Sevastopol residents applaud decision to hold referendum on accession to Russia
SEVASTOPOL, March 06, /ITAR-TASS/. Thousands of residents of Sevastopol on the Crimean Peninsula applauded on Thursday the Sevastopol City Council’s decision earlier in the day to hold a referendum on accession to Russia.
A total of 49 deputies out of 50 of those present in the City Council’s session hall voted for the decision to hold the referendum. The public vote will take place on March 16, on the same day that the Autonomous Ukrainian Republic of Crimea will hold a similar referendum of its own.
The questions for the residents of Sevastopol include two questions put to the Crimean referendum. In all, voters in Sevastopol will have to answer three questions:
1) Do you support the accession of the city of Sevastopol to the Russian Federation as its constituent member?
2) Do you support reunification of Crimea with Russia as a constituent member of the Russian Federation?
3) Do you support the reinstatement of the 1992 Constitution of the Republic of Crimea and Crimea’s status as part of Ukraine?
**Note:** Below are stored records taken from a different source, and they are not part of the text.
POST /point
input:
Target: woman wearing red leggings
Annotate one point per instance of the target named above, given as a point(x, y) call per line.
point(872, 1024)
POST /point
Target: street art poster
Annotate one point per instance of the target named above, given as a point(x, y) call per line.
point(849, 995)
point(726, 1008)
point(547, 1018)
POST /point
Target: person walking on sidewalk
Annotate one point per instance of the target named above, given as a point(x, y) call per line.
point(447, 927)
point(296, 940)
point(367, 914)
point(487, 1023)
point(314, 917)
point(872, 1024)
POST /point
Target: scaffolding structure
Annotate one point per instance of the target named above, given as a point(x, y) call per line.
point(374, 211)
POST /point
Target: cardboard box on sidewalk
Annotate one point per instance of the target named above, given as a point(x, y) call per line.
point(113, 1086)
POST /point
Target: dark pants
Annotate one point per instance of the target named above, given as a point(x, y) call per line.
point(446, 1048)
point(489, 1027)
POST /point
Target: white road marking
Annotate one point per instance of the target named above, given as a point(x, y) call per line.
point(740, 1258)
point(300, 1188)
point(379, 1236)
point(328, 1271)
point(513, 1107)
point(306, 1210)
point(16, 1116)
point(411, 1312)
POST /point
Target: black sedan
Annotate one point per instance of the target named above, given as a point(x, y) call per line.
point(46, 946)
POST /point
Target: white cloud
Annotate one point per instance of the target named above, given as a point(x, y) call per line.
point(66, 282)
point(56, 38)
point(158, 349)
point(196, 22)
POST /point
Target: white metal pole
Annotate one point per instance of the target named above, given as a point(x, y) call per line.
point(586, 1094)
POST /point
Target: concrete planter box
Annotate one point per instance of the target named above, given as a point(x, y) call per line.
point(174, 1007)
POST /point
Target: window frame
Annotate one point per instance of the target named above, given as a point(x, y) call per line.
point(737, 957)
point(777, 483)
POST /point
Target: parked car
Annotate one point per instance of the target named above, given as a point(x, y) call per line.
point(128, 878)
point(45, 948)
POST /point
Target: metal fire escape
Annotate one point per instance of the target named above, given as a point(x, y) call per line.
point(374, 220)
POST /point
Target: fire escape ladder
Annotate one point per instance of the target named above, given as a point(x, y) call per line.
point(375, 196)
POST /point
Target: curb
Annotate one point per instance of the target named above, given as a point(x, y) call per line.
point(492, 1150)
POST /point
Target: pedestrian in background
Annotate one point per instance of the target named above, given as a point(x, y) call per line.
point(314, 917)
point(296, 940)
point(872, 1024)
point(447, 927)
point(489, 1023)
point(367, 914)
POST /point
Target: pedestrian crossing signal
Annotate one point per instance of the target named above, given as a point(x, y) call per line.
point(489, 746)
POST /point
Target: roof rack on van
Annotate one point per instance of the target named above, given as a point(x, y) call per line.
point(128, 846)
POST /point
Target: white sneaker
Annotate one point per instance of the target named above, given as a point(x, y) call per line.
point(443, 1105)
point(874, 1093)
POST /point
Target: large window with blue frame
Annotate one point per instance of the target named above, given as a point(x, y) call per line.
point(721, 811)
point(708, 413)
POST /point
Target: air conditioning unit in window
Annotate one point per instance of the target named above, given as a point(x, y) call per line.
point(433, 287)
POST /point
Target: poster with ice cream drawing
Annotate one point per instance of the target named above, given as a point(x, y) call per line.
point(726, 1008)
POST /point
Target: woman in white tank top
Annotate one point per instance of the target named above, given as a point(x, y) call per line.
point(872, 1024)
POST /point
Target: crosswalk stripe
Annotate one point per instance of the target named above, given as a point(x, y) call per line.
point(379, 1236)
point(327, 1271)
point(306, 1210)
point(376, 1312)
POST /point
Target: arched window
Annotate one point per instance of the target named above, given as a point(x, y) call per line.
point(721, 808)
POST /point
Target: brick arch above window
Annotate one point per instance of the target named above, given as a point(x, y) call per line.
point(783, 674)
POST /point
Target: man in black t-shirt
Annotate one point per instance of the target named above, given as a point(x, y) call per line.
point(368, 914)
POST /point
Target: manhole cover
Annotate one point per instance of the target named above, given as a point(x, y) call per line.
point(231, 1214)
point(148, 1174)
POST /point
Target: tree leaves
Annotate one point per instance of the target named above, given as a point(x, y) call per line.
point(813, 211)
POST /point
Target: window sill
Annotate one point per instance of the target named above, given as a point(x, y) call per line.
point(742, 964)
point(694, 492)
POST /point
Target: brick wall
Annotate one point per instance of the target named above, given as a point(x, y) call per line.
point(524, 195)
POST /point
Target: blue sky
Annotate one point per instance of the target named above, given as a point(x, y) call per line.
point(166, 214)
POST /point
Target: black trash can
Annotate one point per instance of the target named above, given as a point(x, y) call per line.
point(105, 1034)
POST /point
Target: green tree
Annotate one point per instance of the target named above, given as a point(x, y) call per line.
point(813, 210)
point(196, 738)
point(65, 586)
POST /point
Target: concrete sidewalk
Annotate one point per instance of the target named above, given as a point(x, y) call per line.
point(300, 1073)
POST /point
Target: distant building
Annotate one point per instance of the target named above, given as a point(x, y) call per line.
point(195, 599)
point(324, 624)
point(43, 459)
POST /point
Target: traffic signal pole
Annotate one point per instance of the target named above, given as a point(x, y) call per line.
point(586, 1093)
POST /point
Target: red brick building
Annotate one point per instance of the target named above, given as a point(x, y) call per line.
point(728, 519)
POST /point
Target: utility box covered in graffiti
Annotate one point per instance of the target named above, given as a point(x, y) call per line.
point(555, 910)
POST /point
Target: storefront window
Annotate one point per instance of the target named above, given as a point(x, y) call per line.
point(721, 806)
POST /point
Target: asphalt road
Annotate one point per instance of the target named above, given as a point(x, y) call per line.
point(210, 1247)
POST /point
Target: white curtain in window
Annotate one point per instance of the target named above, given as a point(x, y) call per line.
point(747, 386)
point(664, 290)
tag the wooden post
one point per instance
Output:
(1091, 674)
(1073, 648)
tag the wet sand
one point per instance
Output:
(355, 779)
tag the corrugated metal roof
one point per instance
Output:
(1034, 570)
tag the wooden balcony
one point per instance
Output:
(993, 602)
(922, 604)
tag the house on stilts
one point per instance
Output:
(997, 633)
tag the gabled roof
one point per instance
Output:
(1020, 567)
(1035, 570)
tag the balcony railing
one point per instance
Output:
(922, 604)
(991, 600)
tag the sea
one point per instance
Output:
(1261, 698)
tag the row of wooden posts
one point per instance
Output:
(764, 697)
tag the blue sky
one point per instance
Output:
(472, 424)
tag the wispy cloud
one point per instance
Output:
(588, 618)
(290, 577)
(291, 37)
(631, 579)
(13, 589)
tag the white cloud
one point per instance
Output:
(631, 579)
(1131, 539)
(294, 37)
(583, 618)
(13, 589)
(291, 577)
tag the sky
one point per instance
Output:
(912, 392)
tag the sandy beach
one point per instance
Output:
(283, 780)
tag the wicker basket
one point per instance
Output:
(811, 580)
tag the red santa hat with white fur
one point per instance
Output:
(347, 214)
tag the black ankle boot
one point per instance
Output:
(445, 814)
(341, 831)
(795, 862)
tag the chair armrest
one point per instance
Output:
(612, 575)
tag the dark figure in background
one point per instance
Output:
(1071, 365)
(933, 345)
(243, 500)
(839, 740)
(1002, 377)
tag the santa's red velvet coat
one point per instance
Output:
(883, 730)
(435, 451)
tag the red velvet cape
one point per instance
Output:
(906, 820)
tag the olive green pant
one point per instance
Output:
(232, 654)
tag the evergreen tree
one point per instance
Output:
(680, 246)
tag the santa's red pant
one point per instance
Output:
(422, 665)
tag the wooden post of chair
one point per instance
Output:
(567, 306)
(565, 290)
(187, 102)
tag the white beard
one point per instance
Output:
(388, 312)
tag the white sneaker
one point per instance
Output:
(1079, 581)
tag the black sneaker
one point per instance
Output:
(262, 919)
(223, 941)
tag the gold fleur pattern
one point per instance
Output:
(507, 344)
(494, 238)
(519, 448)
When Sevastopol Mayor Alexei Chaly went out to those who gathered in front of the building, the residents greeted him with ovations and shouts “Sevastopol, Crimea, Russia!”
“We’ve been waiting for it for 23 years,” Chaly told the residents, some of whom were waving Russian and Sevastopol flags.
Cossacks and militia units ensured order at the rally.
Sevastopol is a city on the Crimean Peninsula which is not part of the Autonomous Republic of Crimea but has the status of a national significance city in Ukraine.
Ukraine’s legitimate president, Viktor Yanukovich, was ousted in a violent uprising in February. He fled Ukraine. The Ukrainian unicameral parliament, the Verkhovna Rada, appointed an interim head of state, set early presidential elections and approved a new government, which Crimea does not recognize.
Russia does not recognize the new Ukrainian authorities either. President Vladimir Putin told journalists Tuesday the recent developments in Ukraine were “an anti-constitutional coup.” Putin added that Yanukovich remained the only legitimate Ukrainian president, and added that Ukraine's parliament was “partially” legitimate.
Russia leases from Ukraine a naval base in the port of Sevastopol and has its Black Sea Fleet deployed there.
The upper house of Russia’s parliament, the Federation Council, on March 1 authorized the use of Russia’s armed forces in Ukraine “until the situation normalizes” in the country. During Tuesday’s press conference, Putin said that “so far, there is no need” to use the Russian armed forces in Ukraine.
Russia’s ambassador to the UN, Vitaly Churkin, recently said Yanukovich had written a letter to Putin dated March 1 asking him to use Russia’s armed forces in Ukraine “to reinstate legality, peace, law and order, stability and protect the Ukrainian population.”
Crimea used to be part of Russia until 1954, when First Secretary of the Soviet Union’s Communist Party’s Central Committee, Nikita Khrushchev, transferred it to the jurisdiction of the Ukrainian Soviet Socialist Republic. In 1991, with the collapse of the Soviet Union, Crimea became part of newly independent Ukraine.